Mississippi Teacher Corps

Tuesday, September 04, 2007

Questions that I actually enjoy answering

The other teachers on my hall say that the group of students we have this year is much better behaved than last year’s bunch, although not as smart. Incidentally, I’ll take that trade any day. I definitely agree that this year’s kids are better behaved. It’s harder for me to judge which group is smarter; the kids I have this year are performing better, but it’s hard for me to sort out how much of that has to do with the kids’ innate abilities and how much has to do with me improving as a teacher. I do suspect that the other teachers’ assessment is at least somewhat accurate; I’ve noticed that my two “smartest” classes this year are not head and shoulders above my other students the way that my two “smartest” classes were last year. Something that has impressed me about this year’s class, though, is their ability to ask intelligent questions. I don’t recall having as many good questioners last year. Here are some of my favorite ones that kids have asked:

-After I introduced cells by saying that all living things are made of cells, and everything in our body is made of cells, a student asked me if dreams are made of cells. I thought about it for a bit and then said that we don’t exactly have “dream cells,” but that dreams are produced by brain cells as they transfer information from short-term memories to long-term memories. Wow, I needed to resort to my knowledge from upper-level biology classes to answer that one.

-In my beginning of the year overview, when I was talking about what percent of our DNA we share with various living things, I was asked if it’s true we come from monkeys. I had to be a little careful about that one, but I explained how primates are the group of animals with DNA most similar to our own, so there is good evidence that we share a recent common ancestor. I was then asked what was the first animal ever “created” on earth. I was stumped; I knew what kinds of bacteria were the earliest to emerge, but had no idea what living thing emerged as the first bona-fide animal. I looked it up and reported the next day that it was a sea sponge. As the other teachers at the school told me (I’m probably the only one who doesn’t go to church), the bible says that fish were the first animal. If I ever landed in hot water over what I said (which I doubt I will), I guess one could construe a sea sponge as a fish…

-Also in the beginning of the year overview, I talked a little bit about the space science unit we will do. I was asked if I believe in aliens and UFO’s, and what I think of Area 51. I told my class that I think there’s a pretty good chance that there is life elsewhere in the universe, though it might just be tiny bacteria, and I don’t think that any alien life forms have ever come to visit the earth. And I think most of the “information” we have about Area 51 is being spewed out by conspiracy theorists who don’t actually have a clue what they are talking about.

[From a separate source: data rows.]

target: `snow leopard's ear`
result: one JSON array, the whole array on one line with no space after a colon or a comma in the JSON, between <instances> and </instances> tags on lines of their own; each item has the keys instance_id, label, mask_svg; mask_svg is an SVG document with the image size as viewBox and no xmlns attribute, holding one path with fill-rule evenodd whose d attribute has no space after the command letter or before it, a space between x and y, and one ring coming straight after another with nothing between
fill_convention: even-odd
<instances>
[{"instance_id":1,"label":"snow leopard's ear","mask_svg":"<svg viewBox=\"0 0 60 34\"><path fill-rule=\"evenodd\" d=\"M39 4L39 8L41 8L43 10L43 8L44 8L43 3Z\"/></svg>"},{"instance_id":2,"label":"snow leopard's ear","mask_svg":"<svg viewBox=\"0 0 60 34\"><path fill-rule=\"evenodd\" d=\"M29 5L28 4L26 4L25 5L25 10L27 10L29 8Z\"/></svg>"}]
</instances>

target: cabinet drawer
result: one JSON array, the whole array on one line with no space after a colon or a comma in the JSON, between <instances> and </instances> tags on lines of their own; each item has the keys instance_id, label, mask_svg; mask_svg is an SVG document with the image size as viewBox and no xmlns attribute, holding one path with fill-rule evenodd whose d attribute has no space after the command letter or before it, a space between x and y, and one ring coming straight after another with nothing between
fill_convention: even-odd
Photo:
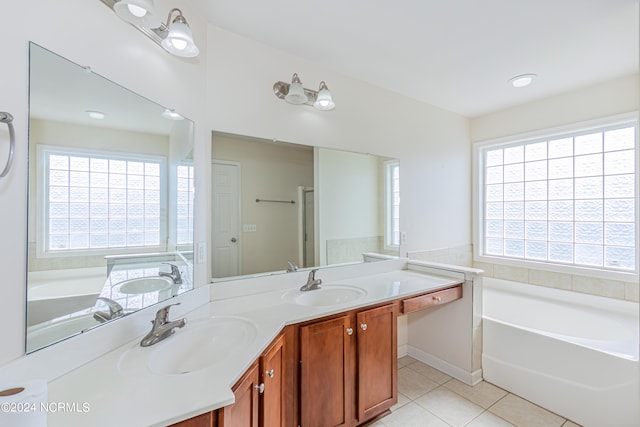
<instances>
[{"instance_id":1,"label":"cabinet drawer","mask_svg":"<svg viewBox=\"0 0 640 427\"><path fill-rule=\"evenodd\" d=\"M424 308L446 304L460 298L462 298L462 284L454 286L453 288L407 298L402 301L402 314L413 313L414 311Z\"/></svg>"}]
</instances>

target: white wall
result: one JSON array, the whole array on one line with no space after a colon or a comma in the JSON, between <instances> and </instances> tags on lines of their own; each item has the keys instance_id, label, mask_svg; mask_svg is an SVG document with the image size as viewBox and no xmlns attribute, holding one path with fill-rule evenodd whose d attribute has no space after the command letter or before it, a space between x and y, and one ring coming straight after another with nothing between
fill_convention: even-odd
<instances>
[{"instance_id":1,"label":"white wall","mask_svg":"<svg viewBox=\"0 0 640 427\"><path fill-rule=\"evenodd\" d=\"M207 46L207 127L398 158L401 228L408 235L402 253L470 243L466 118L218 28L210 27ZM336 109L319 112L276 98L274 82L290 81L294 72L308 88L325 80Z\"/></svg>"},{"instance_id":2,"label":"white wall","mask_svg":"<svg viewBox=\"0 0 640 427\"><path fill-rule=\"evenodd\" d=\"M161 14L169 5L189 20L198 58L168 55L98 0L3 4L0 111L15 116L18 148L13 171L0 181L0 324L11 325L3 330L0 364L24 348L29 40L196 122L196 241L210 241L210 132L218 130L399 158L403 253L470 242L466 118L207 27L186 0L156 1ZM310 88L326 80L336 110L278 100L273 83L294 72ZM210 277L208 266L195 270L196 285Z\"/></svg>"},{"instance_id":3,"label":"white wall","mask_svg":"<svg viewBox=\"0 0 640 427\"><path fill-rule=\"evenodd\" d=\"M177 5L189 19L200 48L206 51L206 25L184 0L158 0L164 14ZM13 114L16 153L13 170L0 180L0 271L2 332L0 365L24 353L25 275L27 256L27 130L29 47L33 41L131 90L203 124L205 61L183 60L164 52L98 0L33 0L3 2L3 40L0 67L0 111ZM196 127L196 155L208 138ZM6 150L5 140L0 141ZM4 161L5 151L0 151ZM200 168L197 174L208 174ZM208 176L208 175L207 175ZM198 177L197 177L198 178ZM202 180L202 177L199 177ZM199 190L197 189L196 192ZM197 197L197 194L196 194ZM200 198L204 201L204 198ZM196 209L205 209L196 202ZM196 228L202 227L200 214ZM197 277L206 277L203 265Z\"/></svg>"}]
</instances>

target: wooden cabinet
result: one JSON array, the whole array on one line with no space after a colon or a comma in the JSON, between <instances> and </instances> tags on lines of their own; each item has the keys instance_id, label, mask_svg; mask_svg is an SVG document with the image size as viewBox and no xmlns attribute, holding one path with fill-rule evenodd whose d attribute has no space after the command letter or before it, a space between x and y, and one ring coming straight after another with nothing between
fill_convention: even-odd
<instances>
[{"instance_id":1,"label":"wooden cabinet","mask_svg":"<svg viewBox=\"0 0 640 427\"><path fill-rule=\"evenodd\" d=\"M391 408L398 398L397 304L357 314L358 420Z\"/></svg>"},{"instance_id":2,"label":"wooden cabinet","mask_svg":"<svg viewBox=\"0 0 640 427\"><path fill-rule=\"evenodd\" d=\"M352 316L300 328L300 425L348 426L354 372Z\"/></svg>"},{"instance_id":3,"label":"wooden cabinet","mask_svg":"<svg viewBox=\"0 0 640 427\"><path fill-rule=\"evenodd\" d=\"M176 424L171 424L169 427L217 427L217 425L218 412L212 411L198 415L197 417L189 418L188 420L180 421Z\"/></svg>"},{"instance_id":4,"label":"wooden cabinet","mask_svg":"<svg viewBox=\"0 0 640 427\"><path fill-rule=\"evenodd\" d=\"M256 361L233 388L234 404L218 410L218 427L258 427L260 375Z\"/></svg>"},{"instance_id":5,"label":"wooden cabinet","mask_svg":"<svg viewBox=\"0 0 640 427\"><path fill-rule=\"evenodd\" d=\"M300 327L300 425L354 426L397 401L396 303Z\"/></svg>"},{"instance_id":6,"label":"wooden cabinet","mask_svg":"<svg viewBox=\"0 0 640 427\"><path fill-rule=\"evenodd\" d=\"M260 425L285 427L287 419L287 363L286 336L280 335L260 357L263 385L260 395Z\"/></svg>"},{"instance_id":7,"label":"wooden cabinet","mask_svg":"<svg viewBox=\"0 0 640 427\"><path fill-rule=\"evenodd\" d=\"M428 292L403 300L402 314L409 314L425 308L446 304L460 298L462 298L462 284L436 292Z\"/></svg>"}]
</instances>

-After I showed my class a picture of a white blood cell attacking a bacterium, I explained how white blood cells recognize and attack things that are not part of the body but somehow get inside. A student stayed after class and asked if you went to the hospital and had Type O blood, but received blood from someone with Type A, would your white blood cells attack something in the Type A blood. We haven’t even talked about blood types yet! This is probably the most intelligent connection I’ve seen a student make.

-After a lesson on cells, a student stayed after class and asked if you could ever have problems from having too many cells. I thought about that one for a minute, then realized, sure, this kid just described cancer!